Pincus établit d'emblée l'illégalité de la fuite qui a permis à l'AP d'écrire en mai 2012 qu'une opération de la CIA au Yémen avait déjoué un complot d'Al-Qaïda visant à faire exploser un avion de ligne américain. Comme l'explique le journaliste, l'un des objectifs principaux de cette opération n'était pas de déjouer un complot mais de neutraliser le chef opérationnel d'Al-Qaïda pour la péninsule arabique, Fahd Mohammed Ahmed Al-Quso.

Al-Quso a été tué par un drone le 6 mai 2012, soit une journée avant la parution de l'article de l'AP. L'agence de presse avait acquiescé à la demande du gouvernement de retarder la publication de cet article.

L'autre but de l'opération était de neutraliser l'expert des explosifs d'Al-Qaïda au Yémen, le Saoudien Ibrahim Al-Asiri, qui a notamment réalisé la bombe placée dans les sous-vêtements du Nigérian Umar Farouk Abdulmutallab, en décembre 2009.

Selon Pincus, la CIA a mis fin à cette opération impliquant les renseignements britanniques et saoudiens dès après avoir eu vent de la fuite à l'AP.

L'article publié par l'AP le 7 mai était loin d'être complet. Il ne mentionnait pas que la CIA avait reçu la bombe fabriquée par Al-Asiri qui devait être utilisée dans l'attentat contre l'avion américain. Il passait également outre le rôle d'un agent secret saoudien ayant réussi à s'infiltrer au sein d'une cellule d'Al-Qaïda au Yémen. Celui-ci s'était porté volontaire pour faire exploser la bombe qu'Al-Asiri allait lui fabriquer.

Or, dans son article du 7 mai, l'AP a présenté ce complot instigué par l'agent saoudien travaillant de concert avec la CIA comme une contradiction flagrante d'une déclaration du porte-parole de la Maison-Blanche Jay Carney. Celui-ci avait affirmé que le gouvernement américain n'était pas au courant d'un complot d'Al-Qaïda contre les États-Unis autour du premier anniversaire de la mort d'Oussama ben Laden.

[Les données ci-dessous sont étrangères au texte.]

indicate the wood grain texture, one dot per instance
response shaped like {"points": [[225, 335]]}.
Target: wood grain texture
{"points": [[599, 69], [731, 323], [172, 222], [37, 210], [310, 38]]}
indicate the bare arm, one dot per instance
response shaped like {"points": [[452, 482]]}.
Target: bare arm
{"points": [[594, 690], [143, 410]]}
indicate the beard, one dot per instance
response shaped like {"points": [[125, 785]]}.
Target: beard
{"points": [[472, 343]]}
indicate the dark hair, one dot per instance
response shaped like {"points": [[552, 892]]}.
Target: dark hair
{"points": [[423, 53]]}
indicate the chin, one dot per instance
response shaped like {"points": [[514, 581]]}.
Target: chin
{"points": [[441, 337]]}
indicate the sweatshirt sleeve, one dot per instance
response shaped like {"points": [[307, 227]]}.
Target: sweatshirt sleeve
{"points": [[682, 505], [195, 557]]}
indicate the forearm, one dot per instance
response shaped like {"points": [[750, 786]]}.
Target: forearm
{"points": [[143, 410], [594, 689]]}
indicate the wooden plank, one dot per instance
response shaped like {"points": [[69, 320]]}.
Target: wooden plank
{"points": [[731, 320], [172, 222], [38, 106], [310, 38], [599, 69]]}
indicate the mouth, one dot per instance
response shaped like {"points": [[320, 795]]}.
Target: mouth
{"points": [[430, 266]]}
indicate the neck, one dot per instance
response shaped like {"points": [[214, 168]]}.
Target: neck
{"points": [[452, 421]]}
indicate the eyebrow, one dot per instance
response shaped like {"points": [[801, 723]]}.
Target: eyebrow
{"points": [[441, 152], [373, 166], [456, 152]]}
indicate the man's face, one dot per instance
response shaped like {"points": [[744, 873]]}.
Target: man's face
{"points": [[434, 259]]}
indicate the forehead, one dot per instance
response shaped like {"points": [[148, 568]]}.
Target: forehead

La patron de l'AP, Gary Pruitt, a de nouveau accusé Carney dimanche dernier d'avoir trompé les Américains sur cette question il y a un. Autrement dit, Pruitt aurait voulu que Carney reconnaisse publiquement le rôle de la CIA et de ses alliés dans une opération qui était encore en cours au Yémen!

Selon Pincus, le ministère de la Justice n'avait pas le choix: il se devait d'enquêter sur la fuite à l'AP. A-t-il été trop loin en procédant à une saisie secrète de relevés téléphoniques de l'agence? Le journaliste du Post affirme que l'enquête aurait pu être retardée pendant des années si l'AP avait pu contester la saisie devant les tribunaux.

«Il n'y a pas de héros dans cette histoire», écrit Pincus en se montrant particulièrement critique à l'égard des journalistes qui crient à la violation de la liberté de presse dans cette affaire.